Letters. I get letters. I got one last week from a woman who loves the Flyer so much, she included a $50 check with her lovely note, so the staff could buy coffee and donuts. “Keep up the great work,” she said. We’ll certainly try. (And any checks are welcome, by the way. Coffee ain’t cheap, and neither is journalism.)
I also got a letter with a copy of a pre-election column I’d written decrying the possibility of all the polls being wrong and Donald Trump winning the presidency. Included in the envelope were packets of salt and pepper to help me “eat my words.” Let me tell you, newsprint is not tasty, no matter how much salt and pepper you put on it.

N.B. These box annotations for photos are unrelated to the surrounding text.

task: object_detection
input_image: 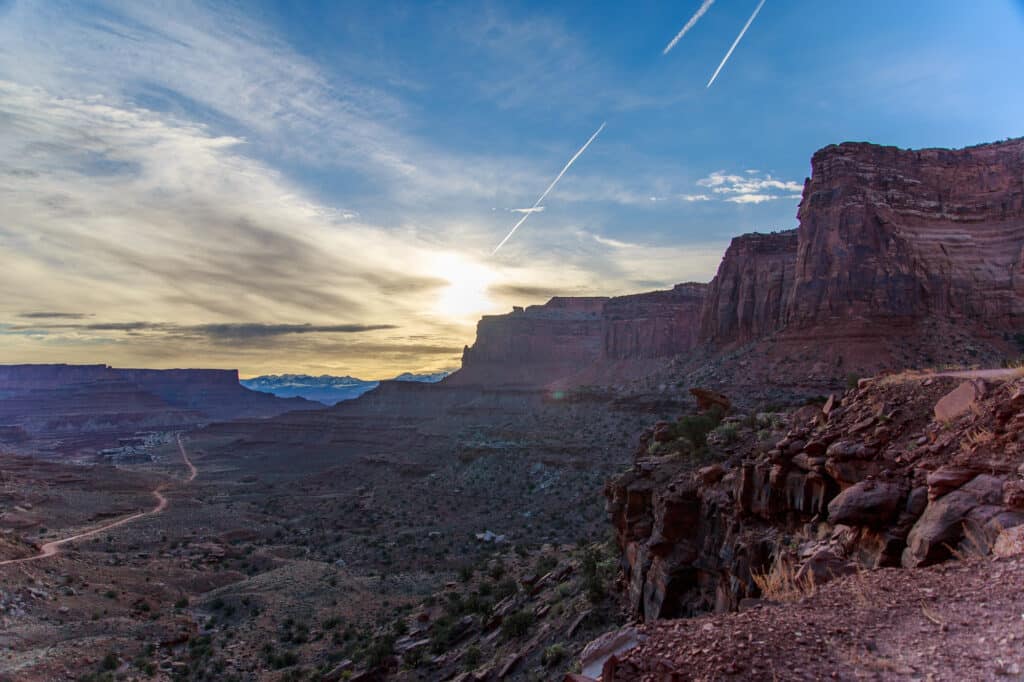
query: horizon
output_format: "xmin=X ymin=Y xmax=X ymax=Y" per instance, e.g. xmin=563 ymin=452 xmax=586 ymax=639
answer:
xmin=0 ymin=0 xmax=1024 ymax=374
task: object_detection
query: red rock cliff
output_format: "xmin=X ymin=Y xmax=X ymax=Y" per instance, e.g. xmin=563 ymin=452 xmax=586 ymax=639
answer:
xmin=445 ymin=284 xmax=707 ymax=385
xmin=452 ymin=139 xmax=1024 ymax=384
xmin=783 ymin=139 xmax=1024 ymax=330
xmin=700 ymin=229 xmax=798 ymax=344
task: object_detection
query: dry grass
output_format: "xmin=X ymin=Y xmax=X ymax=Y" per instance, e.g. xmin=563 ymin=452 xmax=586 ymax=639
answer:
xmin=964 ymin=426 xmax=995 ymax=449
xmin=751 ymin=558 xmax=815 ymax=601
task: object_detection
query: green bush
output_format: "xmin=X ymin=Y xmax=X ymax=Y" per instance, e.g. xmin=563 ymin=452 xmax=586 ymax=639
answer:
xmin=541 ymin=644 xmax=568 ymax=668
xmin=675 ymin=406 xmax=723 ymax=450
xmin=502 ymin=609 xmax=535 ymax=639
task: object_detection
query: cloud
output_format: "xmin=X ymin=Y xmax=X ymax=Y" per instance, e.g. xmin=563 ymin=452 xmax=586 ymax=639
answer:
xmin=662 ymin=0 xmax=715 ymax=54
xmin=490 ymin=123 xmax=607 ymax=256
xmin=487 ymin=284 xmax=565 ymax=300
xmin=17 ymin=310 xmax=90 ymax=319
xmin=591 ymin=235 xmax=640 ymax=249
xmin=686 ymin=170 xmax=804 ymax=204
xmin=6 ymin=322 xmax=397 ymax=340
xmin=707 ymin=0 xmax=765 ymax=88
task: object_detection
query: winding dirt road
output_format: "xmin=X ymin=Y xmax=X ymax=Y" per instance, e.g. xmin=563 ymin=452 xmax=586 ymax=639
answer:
xmin=0 ymin=434 xmax=199 ymax=566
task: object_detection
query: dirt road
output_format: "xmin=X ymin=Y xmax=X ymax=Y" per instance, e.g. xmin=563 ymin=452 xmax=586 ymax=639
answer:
xmin=0 ymin=434 xmax=199 ymax=566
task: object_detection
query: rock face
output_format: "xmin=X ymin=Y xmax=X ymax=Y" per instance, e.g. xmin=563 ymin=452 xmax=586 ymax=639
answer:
xmin=0 ymin=365 xmax=318 ymax=446
xmin=445 ymin=284 xmax=706 ymax=385
xmin=605 ymin=378 xmax=1024 ymax=621
xmin=783 ymin=139 xmax=1024 ymax=329
xmin=700 ymin=229 xmax=799 ymax=345
xmin=452 ymin=139 xmax=1024 ymax=384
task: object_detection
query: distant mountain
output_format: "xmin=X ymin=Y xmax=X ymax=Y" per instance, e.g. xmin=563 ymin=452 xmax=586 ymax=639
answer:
xmin=393 ymin=372 xmax=452 ymax=384
xmin=241 ymin=372 xmax=449 ymax=404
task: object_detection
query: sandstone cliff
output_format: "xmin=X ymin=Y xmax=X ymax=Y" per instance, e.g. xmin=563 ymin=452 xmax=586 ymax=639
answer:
xmin=451 ymin=139 xmax=1024 ymax=385
xmin=700 ymin=229 xmax=799 ymax=345
xmin=0 ymin=365 xmax=319 ymax=442
xmin=605 ymin=371 xmax=1024 ymax=621
xmin=443 ymin=284 xmax=706 ymax=385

I have a friend who lives in Arkansas who is a big Trump guy. He runs the place where I go fly-fishing, and we’ve had many a political conversation over drinks and Fox News, which is always on at his place. Yesterday, I got a nice note from him in which he’d included a safety pin for my sweater and warm sentiments suggesting that if I needed to talk to someone, he was available for counseling. He also called me “buttercup.”
And this is a friend.
So I decided that I was going to step back from all this political sturm and drang for a while, maybe take a break until the holidays were over. First, I stopped following Donald Trump on Twitter, which really helped. On my Facebook page, I posted pictures of gorgeous fall foliage on Belvedere and got lots of “likes.” I put up a couple of shots of our new puppy from the West Memphis Animal Shelter. (Those people are doing the Lord’s work; a no-kill shelter in West Memphis. C’mon.) Olive is so cute, people loved it. I shared a friend’s wonderful and inspiring picture of the start of the St. Jude Marathon. I posted a link to an amazing National Geographic story about a tribe in the Amazon that could communicate telepathically. Life was good.

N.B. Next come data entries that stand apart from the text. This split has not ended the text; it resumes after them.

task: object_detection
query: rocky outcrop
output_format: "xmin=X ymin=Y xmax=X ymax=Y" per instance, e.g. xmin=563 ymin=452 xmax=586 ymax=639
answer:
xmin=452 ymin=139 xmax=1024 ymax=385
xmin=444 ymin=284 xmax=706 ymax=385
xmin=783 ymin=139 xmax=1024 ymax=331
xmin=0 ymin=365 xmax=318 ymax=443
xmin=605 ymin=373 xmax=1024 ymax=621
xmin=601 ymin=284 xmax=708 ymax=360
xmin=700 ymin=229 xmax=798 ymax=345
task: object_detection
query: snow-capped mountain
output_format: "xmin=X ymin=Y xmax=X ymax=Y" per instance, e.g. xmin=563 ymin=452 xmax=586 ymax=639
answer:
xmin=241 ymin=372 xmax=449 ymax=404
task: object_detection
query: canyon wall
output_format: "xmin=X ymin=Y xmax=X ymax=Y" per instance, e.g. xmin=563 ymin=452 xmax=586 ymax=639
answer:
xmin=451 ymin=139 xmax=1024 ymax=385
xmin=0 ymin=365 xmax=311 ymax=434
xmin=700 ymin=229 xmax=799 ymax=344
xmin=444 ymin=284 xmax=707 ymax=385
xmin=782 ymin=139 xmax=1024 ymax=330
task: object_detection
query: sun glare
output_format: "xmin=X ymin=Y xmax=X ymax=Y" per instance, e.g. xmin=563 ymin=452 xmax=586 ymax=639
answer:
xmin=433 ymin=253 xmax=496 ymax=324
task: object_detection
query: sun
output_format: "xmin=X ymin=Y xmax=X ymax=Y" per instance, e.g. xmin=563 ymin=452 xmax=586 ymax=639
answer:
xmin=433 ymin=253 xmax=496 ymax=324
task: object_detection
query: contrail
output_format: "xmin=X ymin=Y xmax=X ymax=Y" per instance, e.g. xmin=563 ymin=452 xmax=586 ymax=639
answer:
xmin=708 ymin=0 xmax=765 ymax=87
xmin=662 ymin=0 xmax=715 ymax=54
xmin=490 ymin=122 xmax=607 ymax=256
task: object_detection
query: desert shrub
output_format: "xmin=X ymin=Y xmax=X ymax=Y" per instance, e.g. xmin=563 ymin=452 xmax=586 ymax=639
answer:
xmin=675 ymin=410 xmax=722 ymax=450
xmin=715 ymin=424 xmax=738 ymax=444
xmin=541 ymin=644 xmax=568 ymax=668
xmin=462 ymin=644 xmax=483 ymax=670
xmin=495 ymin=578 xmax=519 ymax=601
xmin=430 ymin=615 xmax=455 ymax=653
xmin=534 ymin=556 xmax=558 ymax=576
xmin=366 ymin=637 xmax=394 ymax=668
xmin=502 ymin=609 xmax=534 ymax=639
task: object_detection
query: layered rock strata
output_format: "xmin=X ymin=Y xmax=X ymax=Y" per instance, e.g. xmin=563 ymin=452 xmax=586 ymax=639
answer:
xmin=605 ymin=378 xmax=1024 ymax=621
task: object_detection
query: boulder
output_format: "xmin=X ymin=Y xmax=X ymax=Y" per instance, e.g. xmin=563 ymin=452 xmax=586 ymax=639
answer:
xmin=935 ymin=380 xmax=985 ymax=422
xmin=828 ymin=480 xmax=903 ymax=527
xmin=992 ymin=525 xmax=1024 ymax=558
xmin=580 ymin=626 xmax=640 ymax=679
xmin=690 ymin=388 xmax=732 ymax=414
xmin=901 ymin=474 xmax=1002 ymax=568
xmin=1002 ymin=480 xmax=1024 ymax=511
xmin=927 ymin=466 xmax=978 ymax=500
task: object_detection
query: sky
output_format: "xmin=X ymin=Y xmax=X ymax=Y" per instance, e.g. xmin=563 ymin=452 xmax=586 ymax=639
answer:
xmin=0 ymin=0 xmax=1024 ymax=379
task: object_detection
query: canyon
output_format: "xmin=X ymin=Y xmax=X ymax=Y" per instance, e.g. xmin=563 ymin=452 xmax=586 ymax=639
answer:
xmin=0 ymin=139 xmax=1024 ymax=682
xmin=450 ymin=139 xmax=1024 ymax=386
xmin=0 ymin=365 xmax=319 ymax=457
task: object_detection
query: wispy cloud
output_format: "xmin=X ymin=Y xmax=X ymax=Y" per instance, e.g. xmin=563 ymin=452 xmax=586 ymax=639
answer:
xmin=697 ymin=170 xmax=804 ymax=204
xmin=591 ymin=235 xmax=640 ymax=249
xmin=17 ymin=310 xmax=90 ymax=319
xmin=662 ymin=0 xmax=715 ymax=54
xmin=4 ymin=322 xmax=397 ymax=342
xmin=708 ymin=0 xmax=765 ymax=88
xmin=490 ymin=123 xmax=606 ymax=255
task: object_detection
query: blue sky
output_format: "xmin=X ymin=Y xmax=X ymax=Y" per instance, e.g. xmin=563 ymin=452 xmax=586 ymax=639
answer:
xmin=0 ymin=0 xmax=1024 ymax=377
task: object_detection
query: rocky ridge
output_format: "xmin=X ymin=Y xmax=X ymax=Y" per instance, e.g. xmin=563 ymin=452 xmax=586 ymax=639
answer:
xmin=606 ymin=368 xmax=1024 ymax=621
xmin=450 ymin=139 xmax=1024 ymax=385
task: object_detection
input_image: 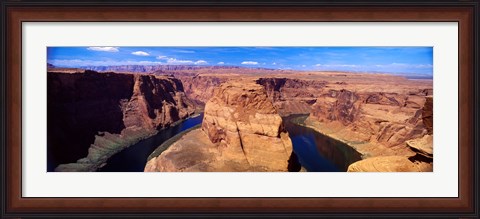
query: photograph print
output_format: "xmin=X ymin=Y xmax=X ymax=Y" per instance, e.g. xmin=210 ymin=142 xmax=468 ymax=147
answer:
xmin=45 ymin=46 xmax=434 ymax=172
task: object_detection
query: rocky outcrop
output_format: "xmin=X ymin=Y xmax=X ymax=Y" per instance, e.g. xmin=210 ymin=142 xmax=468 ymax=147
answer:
xmin=256 ymin=78 xmax=327 ymax=116
xmin=309 ymin=89 xmax=428 ymax=151
xmin=145 ymin=81 xmax=294 ymax=171
xmin=348 ymin=96 xmax=433 ymax=172
xmin=47 ymin=71 xmax=195 ymax=171
xmin=179 ymin=75 xmax=228 ymax=106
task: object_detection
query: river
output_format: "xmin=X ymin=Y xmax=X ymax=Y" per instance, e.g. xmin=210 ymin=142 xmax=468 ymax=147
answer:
xmin=283 ymin=115 xmax=361 ymax=172
xmin=97 ymin=113 xmax=203 ymax=172
xmin=98 ymin=114 xmax=360 ymax=172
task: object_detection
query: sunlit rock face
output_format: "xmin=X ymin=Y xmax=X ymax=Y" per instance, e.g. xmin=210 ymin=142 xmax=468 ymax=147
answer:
xmin=145 ymin=81 xmax=292 ymax=171
xmin=47 ymin=71 xmax=195 ymax=171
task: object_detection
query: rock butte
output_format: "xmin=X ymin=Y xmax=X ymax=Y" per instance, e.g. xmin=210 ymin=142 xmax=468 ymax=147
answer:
xmin=147 ymin=69 xmax=433 ymax=171
xmin=49 ymin=66 xmax=433 ymax=171
xmin=145 ymin=81 xmax=293 ymax=172
xmin=47 ymin=71 xmax=195 ymax=171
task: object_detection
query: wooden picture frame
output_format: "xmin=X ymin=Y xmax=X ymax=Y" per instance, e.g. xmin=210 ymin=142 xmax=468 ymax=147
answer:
xmin=1 ymin=1 xmax=480 ymax=218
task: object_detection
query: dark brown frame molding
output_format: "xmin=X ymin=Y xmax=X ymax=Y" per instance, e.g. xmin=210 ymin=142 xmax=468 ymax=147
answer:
xmin=0 ymin=0 xmax=480 ymax=218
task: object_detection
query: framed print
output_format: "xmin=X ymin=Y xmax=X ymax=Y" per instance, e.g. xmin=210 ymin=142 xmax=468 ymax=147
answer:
xmin=2 ymin=1 xmax=479 ymax=217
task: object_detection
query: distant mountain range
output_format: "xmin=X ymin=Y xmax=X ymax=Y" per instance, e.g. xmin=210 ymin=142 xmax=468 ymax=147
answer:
xmin=47 ymin=63 xmax=433 ymax=79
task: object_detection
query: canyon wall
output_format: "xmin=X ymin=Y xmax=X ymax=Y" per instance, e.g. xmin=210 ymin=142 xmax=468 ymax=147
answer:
xmin=145 ymin=81 xmax=296 ymax=172
xmin=47 ymin=70 xmax=195 ymax=171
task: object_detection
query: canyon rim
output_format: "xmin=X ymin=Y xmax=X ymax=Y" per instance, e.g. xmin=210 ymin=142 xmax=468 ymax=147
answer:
xmin=46 ymin=47 xmax=434 ymax=172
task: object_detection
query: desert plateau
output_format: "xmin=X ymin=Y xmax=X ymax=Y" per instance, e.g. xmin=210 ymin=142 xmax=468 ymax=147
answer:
xmin=46 ymin=47 xmax=434 ymax=172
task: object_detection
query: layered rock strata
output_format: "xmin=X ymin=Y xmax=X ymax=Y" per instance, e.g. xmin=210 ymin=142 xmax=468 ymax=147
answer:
xmin=348 ymin=96 xmax=433 ymax=172
xmin=145 ymin=81 xmax=294 ymax=171
xmin=47 ymin=71 xmax=195 ymax=171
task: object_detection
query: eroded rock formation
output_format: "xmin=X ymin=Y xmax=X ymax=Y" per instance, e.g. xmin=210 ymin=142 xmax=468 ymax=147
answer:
xmin=47 ymin=71 xmax=195 ymax=171
xmin=145 ymin=81 xmax=292 ymax=171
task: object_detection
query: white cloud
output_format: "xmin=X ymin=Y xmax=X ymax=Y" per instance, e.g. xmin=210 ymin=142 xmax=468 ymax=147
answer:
xmin=195 ymin=60 xmax=208 ymax=65
xmin=48 ymin=59 xmax=165 ymax=67
xmin=174 ymin=50 xmax=195 ymax=53
xmin=157 ymin=56 xmax=208 ymax=65
xmin=315 ymin=64 xmax=360 ymax=68
xmin=132 ymin=51 xmax=150 ymax=56
xmin=87 ymin=46 xmax=118 ymax=52
xmin=242 ymin=61 xmax=258 ymax=65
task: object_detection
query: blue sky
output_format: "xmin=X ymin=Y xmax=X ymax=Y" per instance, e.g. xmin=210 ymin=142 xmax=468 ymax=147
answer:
xmin=47 ymin=47 xmax=433 ymax=76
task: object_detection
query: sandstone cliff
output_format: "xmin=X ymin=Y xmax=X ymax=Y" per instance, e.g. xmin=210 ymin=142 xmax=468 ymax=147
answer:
xmin=47 ymin=71 xmax=194 ymax=171
xmin=145 ymin=81 xmax=294 ymax=171
xmin=348 ymin=96 xmax=433 ymax=172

Then someone on my Twitter feed retweeted Trump’s comments about Saturday Night Live and his complaints about CNN being “unfair” and his lie about being called by the president of Taiwan, and I broke. I reposted some of Trump’s tweets on Facebook and bitched about his immaturity and adolescent whining. It felt good, but I’d broken my pledge.
Then I read a commentary about how progressives were screwing up; how trashing Trump will do nothing but make his supporters love him even more; how we need to try and understand where they’re coming from if we’re going to break through the anger and find ways to talk to one another. So I spent a couple of hours on the Breitbart and Fox News and InfoWars websites, reading stories with headlines like “Liberals Agree, Nothing Wrong with Incest,” “Why the Clintons Must Face Justice,” and “Trump Stands Up to Communist China with Phone Call.”

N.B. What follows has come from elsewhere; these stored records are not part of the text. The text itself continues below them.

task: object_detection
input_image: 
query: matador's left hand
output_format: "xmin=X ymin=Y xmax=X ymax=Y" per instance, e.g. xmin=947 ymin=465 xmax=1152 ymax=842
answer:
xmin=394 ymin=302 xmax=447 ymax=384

Then I took a shower and decided we’re doomed. We’re stuck with this guy as president, and we’re stuck with his neo-fascist advisors and his ridiculous cabinet and his incurable narcissism and his die-hard supporters. As a newspaper, all we can do is try to print the truth from our perspective. At least, Trump still seems to fear the press, and that’s a good thing. If it ever gets the other way around, this country’s in big trouble.
And I will say my new safety pin looks really nice on my sweater.